Northeast-NStar merger will add jobs, not eliminate themNortheast Utilities and NStar will soon be merging to create one of the largest power utility companies in the United States, boasting a combined value of $17.5 billion.

Despite the behemoth that will result from the companies' merger, Michael Durand, a spokesman for the NStar, has sworn that its 20,000 customers on Cape Cod and Martha's Vineyard won't see a drastic increase on their electricity bills.

In addition, Durand added that the merger will not result in any layoffs. Rather, the increased capital will allow the companies to push forward with $9 billion in infrastructure projects over the next five years.

"The merger is about growth, not about job elimination," Durand said, adding that the proposed infrastructure projects would create jobs, rather than destroy them.
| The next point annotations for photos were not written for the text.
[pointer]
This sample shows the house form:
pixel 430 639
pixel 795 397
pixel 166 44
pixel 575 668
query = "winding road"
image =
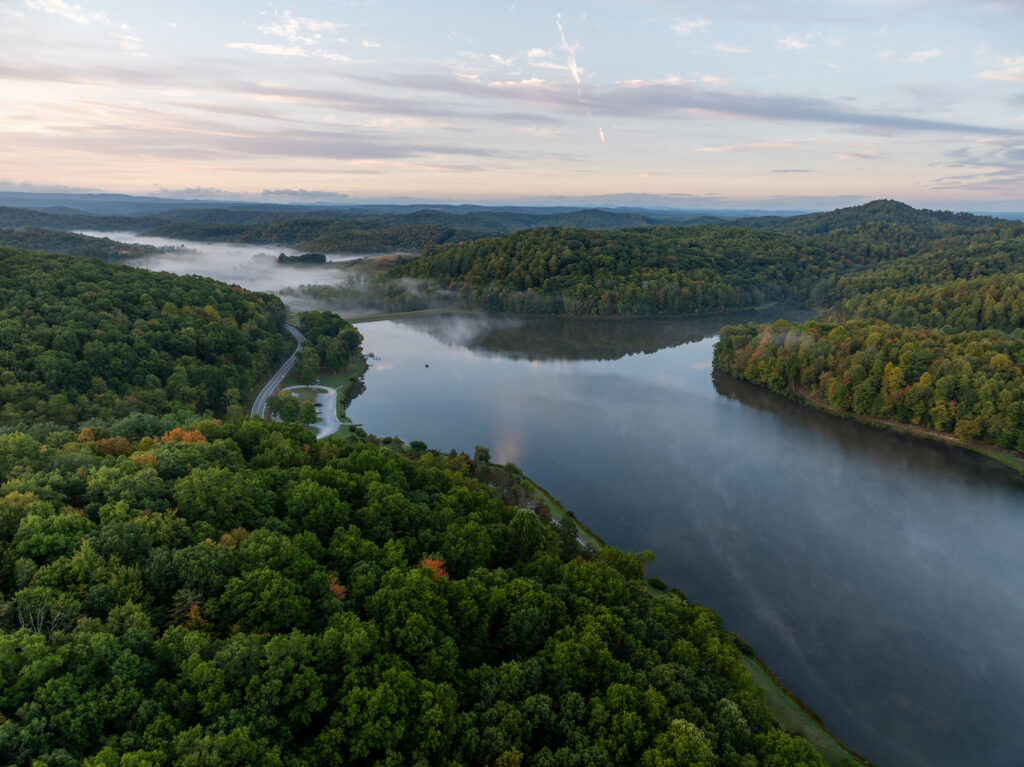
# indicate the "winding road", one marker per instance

The merger could also prove to be a boon for wind farms on the Massachusetts islands, although no promises have been made. Currently, state law requires that power utilities such as NStar and Northeast Utilities get 3 percent of their power from renewable energy sources, such as Cape Wind. However, NStar has not negotiated with Cape Wind for a while, Durand stated - although he added that the renewable energy represented by hydropower it imports from Quebec does not preclude the company from entering into an agreement with Cape Wind.

The NStar-Northeast merger is not the only utility merger in the works. Allentown, Pennsylvania-based PPL has agreed to buy Louisville Gas & Electric and Kentucky Utilities in April from its German parent company E.On for $7.6 billion, in a deal expected to be completed by the end of 2010.